The problem with that you're feeling, in my opinion, is that you're expectations are misguided. What your character represents is not the center of all things, but a catalyst. You want something like Bioware, where you're the chosen one who is the only hope for the entire game, and the driving force\energy making everything happen, the only one who can set things right. It's different in the Elder Scrolls. What's going to happen is pre-ordained by said scrolls, mostly, and instead of being the power that moves the plot to the conclusion you want to achieve, rather you are the mechanism by which the inevitable end comes to fruition. Your only real power is by deciding what to catalyze, if anything. You're never obligated to do anything, even the main quest line, so by deciding what to catalyze you display the power you have over the world. Without you, even though the dominoes are all set up, they will never fall down.
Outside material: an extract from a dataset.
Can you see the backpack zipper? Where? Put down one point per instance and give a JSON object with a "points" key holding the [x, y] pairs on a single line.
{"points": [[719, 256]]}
My first playthrough I avoided the thieves guild and Dark Brotherhood questline, and helped the Empire take back control. Now I'm avoiding the mage's guild and companion quest line in favor of the more evil ones and ensuring the Stormcloak's win, since I decided my character is evil. Technically I could catalyze it all, but instead I'm going to exhert some restraint and build my character's path, rather than select from a few pre-selected path "this one is good" "this one is evil". I could technically try being more of a grey-area character and be a warrior assassin that wasn't too much into the thieving and wanted the more barbaric Stormcloaks to reign . . or be a thieving mage who felt the empire would be a bit more lax and more friendly towards magic. What I am on the big scale is determined by WHAT I do.
That's the macro though. In micro, it's reversed. By deciding HOW to do something, rather than WHAT to do, is how you shape your character on the micro end. Why do you think the system is geared towards action rather than achievements? In most RPG's, a kill is a kill, but not in TES. Whether I kill someone with a fireball or a one-handed sword shapes who my character is. It's the same effect, "my target dies", and yet my character is shaped by it.
It's just the opposite of how it is normally done, and that fresh perspective is . . well . . refreshing. Not necessarily better, but not worse either. Just different. Instead of HOW being meaningful on the macro scale "Do I bribe this person, kill them, or try to help them out", TES makes WHAT meaningful on the macro scale "Do I join the brotherhood, or wipe them out? " Did I tip the balance in favor of stormcloak's or Empire?". Then on the micro side, instead of WHAT you did "did you finish this quest?" mattering, it's HOW you did it "did you sneak in, blast in, bribe your way in?".
Appreciate the game for what it is, and you'll feel a lot better.